オープンソースとして無償公開、国産のソフトづくりを手助け

 2005.12.14−国立情報学研究所の佐藤寛子助教授らの研究グループは13日、コンピューターケミストリーシステム(CCS)向けの化学グラフィックライブラリー「ケモじゅん」を開発、オープンソースソフトウエア(OSS)として26日から無償公開すると発表した。分子グラフィックを表示させるための共有基盤となる技術で、大学や企業の研究者などがソフト開発を行う際に部品として使用できる。継続的に機能強化を図り、商用ソフトの開発者にも採用されるレベルへと育成していく。国産CCS開発を促進する意味からも今後の発展が期待される。

 佐藤助教授らは2002年から今回のプロジェクトをスタート。基盤には、SRAが開発しているオープンソースの汎用グラフィックライブラリー「じゅん」(http://www.sra.co.jp/public/sra/technical/jun/)を使用し、化学向けの拡張を施した。このほど公開するのは最新版のバージョン30で、ライブラリーの中には分子を表示するためのオブジェクトを生成する「分子オブジェクト」、三次元分子オブジェクトを描画するための「分子ビューアー」、分子グラフィックをグラフオブジェクトとして操作するための「グラファー」のほか、MOLファイルを読み書きする機能や、さまざまな形式のファイルを閲覧するための「化学メディアナビゲーター」−が含まれている。

 ワイヤーフレームやボール&スティック、スペースフィル、スケルトンなど、代表的な表示スタイルが可能であるほか、分子の拡大や縮小、回転・移動など、化学系GUI(グラフィカルユーザーインターフェース)を作成するために必要な機能がひと通りそろっている。グラファーは、分子を点(原子)と線(結合)から構成されるグラフとして表現する概念で、分子構造をグラフに変換してさまざまなグラフィック操作を行う仕組みである。

 今後の機能拡張では、分子の組み立てや表面積の算出、表面への数値のマッピング、アニメーションファイルの作成、対応できるファイル形式の拡大−などを予定している。
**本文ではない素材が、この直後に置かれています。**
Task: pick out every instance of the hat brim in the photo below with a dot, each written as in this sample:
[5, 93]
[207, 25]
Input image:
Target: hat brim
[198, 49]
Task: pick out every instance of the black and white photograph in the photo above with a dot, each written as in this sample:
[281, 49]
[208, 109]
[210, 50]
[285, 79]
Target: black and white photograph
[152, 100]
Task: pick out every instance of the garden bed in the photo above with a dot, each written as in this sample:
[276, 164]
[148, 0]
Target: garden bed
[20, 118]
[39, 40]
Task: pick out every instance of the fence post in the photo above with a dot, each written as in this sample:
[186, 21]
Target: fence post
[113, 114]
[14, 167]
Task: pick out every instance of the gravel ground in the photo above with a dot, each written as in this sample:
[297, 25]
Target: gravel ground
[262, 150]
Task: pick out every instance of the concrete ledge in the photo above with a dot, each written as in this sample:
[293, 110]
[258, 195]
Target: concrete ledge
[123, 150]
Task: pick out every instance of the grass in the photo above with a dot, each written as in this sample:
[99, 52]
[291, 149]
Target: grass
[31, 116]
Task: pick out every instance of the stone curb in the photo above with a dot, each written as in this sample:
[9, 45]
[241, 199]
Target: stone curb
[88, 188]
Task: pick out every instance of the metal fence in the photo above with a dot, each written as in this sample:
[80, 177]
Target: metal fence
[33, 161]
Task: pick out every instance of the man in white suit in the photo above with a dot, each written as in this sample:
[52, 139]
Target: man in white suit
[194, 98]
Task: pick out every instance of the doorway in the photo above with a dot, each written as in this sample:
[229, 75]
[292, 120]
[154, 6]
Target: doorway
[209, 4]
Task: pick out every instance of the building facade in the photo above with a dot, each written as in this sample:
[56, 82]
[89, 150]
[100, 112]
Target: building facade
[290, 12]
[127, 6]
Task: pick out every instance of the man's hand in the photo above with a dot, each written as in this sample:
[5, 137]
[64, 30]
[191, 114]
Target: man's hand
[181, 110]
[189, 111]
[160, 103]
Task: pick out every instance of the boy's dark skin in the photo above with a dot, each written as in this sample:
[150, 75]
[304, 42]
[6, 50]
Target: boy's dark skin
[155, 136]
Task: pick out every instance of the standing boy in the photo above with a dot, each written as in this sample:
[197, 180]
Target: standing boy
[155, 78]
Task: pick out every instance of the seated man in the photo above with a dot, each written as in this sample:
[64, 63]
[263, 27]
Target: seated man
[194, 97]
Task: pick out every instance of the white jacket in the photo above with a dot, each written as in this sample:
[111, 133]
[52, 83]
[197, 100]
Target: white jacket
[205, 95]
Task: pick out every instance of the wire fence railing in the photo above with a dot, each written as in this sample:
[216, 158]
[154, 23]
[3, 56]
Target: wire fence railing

 佐藤助教授らのグループの研究においては、化学反応予測システムやNMRスペクトル予測システム、分子間力を体感するシステムなどのGUIに採用した実績があり、汎用性と特異性を兼ね備えたライブラリーとなっていることが特徴。佐藤助教授は「現在の分子グラフィックは計算結果などを静的に表示することがメインだが、ケモじゅんの学術的な新規性としては、研究者の思考にインタラクティブに追随する思考ツールとしての動的なGUIの確立を目指したい」としている。

 また、「国内の化学研究者は欧米のソフトを使うばかりでなく、自分でもつくるということをきちんと考えるべき。国産ソフト開発を振興する観点からも着実にプロジェクトを継続させ、いまは小さくても大きく育てていきたい」と話す。

 なお、ケモじゅんの開発言語としてはSmalltalkが利用されており、Windows、MacOS、UNIX、Linuxのいずれでも稼働が可能。ライセンスは、通常のGPLライセンスとしてオープンソースで無償提供されるが、商用ソフトへの組み込みに適したLGPLライセンスでの提供も可能という。